Die Zukunftsmacher
Typen mal was verraten. Wir leben hier in der reinsten Planktonfabrik. Bevor ihr's euch verseht, wird euch die Hotelleitung auch noch Planktonfrauen anbieten ...«
Von da an hatten sie ab und zu vom Merdeka als der »Planktonfabrik« gesprochen. Nach einiger Zeit war die Redewendung abgedroschen, und sie ließen sie sein.
All das war in jenen Minuten des Ertrinkens durch Tynes Kopf geschossen. Er wußte, daß er Murray im Merdeka finden konnte. Davon hatte Murray gesprochen. Mina war in die Irre geführt worden. Stöbert auch. Schließlich wußten sie ja auch nichts von der witzigen Bezeichnung, die die drei Freunde für das Hotel hatten. Gestern hatte Tyne dem Merdeka einen fruchtlosen Besuch abgestattet. Heute würde er dort den richtigen Leuten die richtigen Fragen stellen.
Er bezahlte die Rechnung und verließ das chinesische Café. Für die gestohlene Waffe hatte er schon Munition gekauft. Er ging vorsichtig durch Nebenstraßen und war auf jede Gefahr gefaßt. Ein Protestmarsch der Ausgesiedelten, die mit Pauken und Fahnen am Hotel vorbeizogen, diente als gute Tarnung, als Tyne ins Foyer schlüpfte.
Die Vertrautheit des Platzes überfiel ihn wie dicker Dunst. Zu dieser Stunde, bevor das politische Tagesgeschehen mit seinen endlosen Konferenzen und Debatten begann, war die Halle voll mit Männern von dem Typus, zu dem Tyne einst auch gehört hatte. Tyne fühlte sich so fremd unter ihnen, wie ein Roskianer sich wohl fühlen mochte.
Er ging durch das Gebäude in den Hinterhof, wo sich zwei alte Chinesinnen gegenseitig das Haar im Sonnenschein kämmten.
»Wissen Sie vielleicht, wo Amir ist?« fragte Tyne.
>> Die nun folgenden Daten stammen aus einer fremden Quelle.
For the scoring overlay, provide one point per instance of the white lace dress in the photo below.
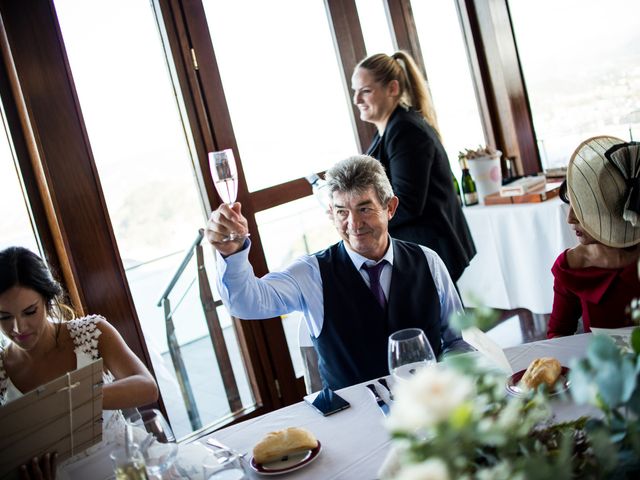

»Er ist im Lagerhaus und überprüft die Vorräte.«
Das »Lagerhaus« war ein roher Backsteinschuppen an der einen Seite des Hofes. Er duckte sich zwischen hohen Häusern und hatte passenderweise einen Hinterausgang auf eine dunkle Gasse. Vor dem Schuppen stand ein kleiner Lieferwagen, auf dem in malaiisch, chinesisch, russisch und englisch geschrieben stand: »Semapang-Plankton-Verarbeitungsgesellschaft«. Das Merdeka bekam gerade seine tägliche Ration geliefert.
Als Tyne näher kam, tauchte ein uniformierter Fahrer aus dem Schuppen auf, stieg in den Wagen und fuhr davon. Tyne schritt geradewegs zur Schuppentür. Amir beugte sich mit dem linken Arm in einer Schlinge gerade über eine Kiste und verglich die Angaben. Tyne trat zu ihm.
Amir war fast so etwas wie ein Freund von Allan und Tyne gewesen. Doch jetzt lag nur Furcht in dem dunklen intelligenten Gesicht, als er seinen Besucher erkannte.
»Was ist denn mit deinem Arm passiert, Amir?«
»Ich dachte, Sie wären tot, Mr. Leslie.«
»Wer hat dir denn das gesagt?«
»Sie dürfen hier nicht bleiben, Mr. Leslie! Es ist gefährlich. Das Merdeka wird ständig überwacht. Bitte gehen Sie! Es ist für alle Beteiligten das beste!«
Amirs Erregung war offensichtlich. Tyne packte ihn beim gesunden Arm und sagte: »Wenn du weißt, Amir, daß es hier gefährlich ist, dann mußt du auch wissen, was geschieht. Das Leben aller Menschen ist gefährdet. Ich muß sofort Murray Mumford finden. Sofort! Weißt du, wo er ist?«
Zu seinem Erstaunen fing der junge Malaie zu weinen an. Er hob eine Hand, um die Augen zu bedecken.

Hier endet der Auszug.